A dozen folks from many disciplines were hand-picked, given the challenge with Neider simply asking: “How could we do more, better, with less?” As people looked at him and at each other for more direction, all he added was “go at it”.
Some context for the challenge is this: typically games take on average 2-3 years to develop with big mega games like Halo or Grand Theft taking up to 4 years. As a result, huge dollars are invested in a longish R&D cycle before knowing if something is going to yield. By reducing the time to market, or creating more games with the same resources, the bottom line would benefit.
“In the first few meetings, you could tell people were hedging their bets. wondering if this was a serious exercise and worth investing in,” said Neider. He explained this kind of collaborative strategizing was new. “No one knew if it would be worth the energy.”
But something must have happened that created that commitment. The results are starting to come out:
1.Six of the 12 ideas got green lighted by broader teams, and many of those went straight into implementation mode. Many of these ideas were tied to creating common community assets that would let the developers spend more time doing creative work. For example: If each game developer team has to spend time creating trees, then having a central repository of trees could allow everyone to gain efficiencies and do more “fun” work. From a market point of view, each developer team could do more things that materially mattered to consumers.
2. Two projects that have benefited from improved collaboration / tools-tech sharing have resulted in at least a 15% efficiency gains on two fronts:
One game was able to reduce the number of staff months required to complete the game. The team was able to utilize the tools/tech developed by the other team, which was located on a different continent.<
Another team utilized an internally developed “tracking tool” that provided better visibility into the quality of the software code across the entire team — this increased transparency created a “Hawthorne-like Effect” … resulting in few(er) bugs, thereby allowing the team to shift resources on to game polish and new features — thus improving the customer experience and game quality; typically these resources would be been focused on “killing bugs” so they could complete the project.
Not surprising, from the two results thus far, on-time delivery of product was exceeded. One especially big product release was ready for release early. Rather than making it by a “down to the wire moment”, the team had space to go back, tune, and get it right. This not only improved the “predictability” aspect of what the market and Wall Street measures, it likely improved the customer experience. (More statistics are going to be gathered on revenue gains.)
Nice real results based on collaborative problem solving. Reducing the price of development impacts the bottom line. As reported by CNBC earlier this year: The price of development on console titles has skyrocketed this generation – and a hit or miss can make the difference between a good financial quarter and miserable one.
“It’s really tough in our space now if you’re not making a hit title,” said John Schappert, chief operating officer of Electronic Arts at the recent Game Developer Conference. “If you’re not making a game in the top 20 [of the monthly sales], you’re probably losing money.”

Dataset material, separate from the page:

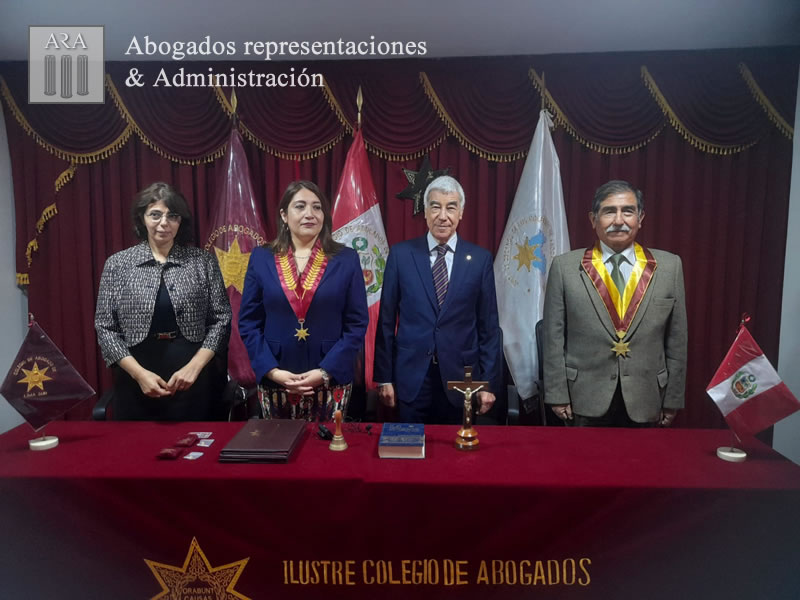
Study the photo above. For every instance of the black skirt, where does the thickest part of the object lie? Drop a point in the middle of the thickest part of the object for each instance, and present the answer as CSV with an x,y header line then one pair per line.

The Behind-the-Scenes view on how Bryan drove the process was also illuminating:
The people we picked were passionate members of the EA community. “We knew they had it in ‘em to figure out the answer to the business problem” said Neider when talking about the group.
We purposely picked people from far and hither so that a new set of neural pathways could be created for communication and connections.
People were asked to help, then the next challenge was to make sure their ideas were heard.
“Now that we’ve done it once, we have a track record to do it again and figure out what else we can we can do next to innovate. More importantly, we’re teaching ourselves to innovate everywhere, by everyone.”
Based on industry figures, the 15% gain amounts to $2-4M per game. Not bad. Add to those results, the improved buy-in within the organization, and the learning system around innovation… it’s not a bad ROI.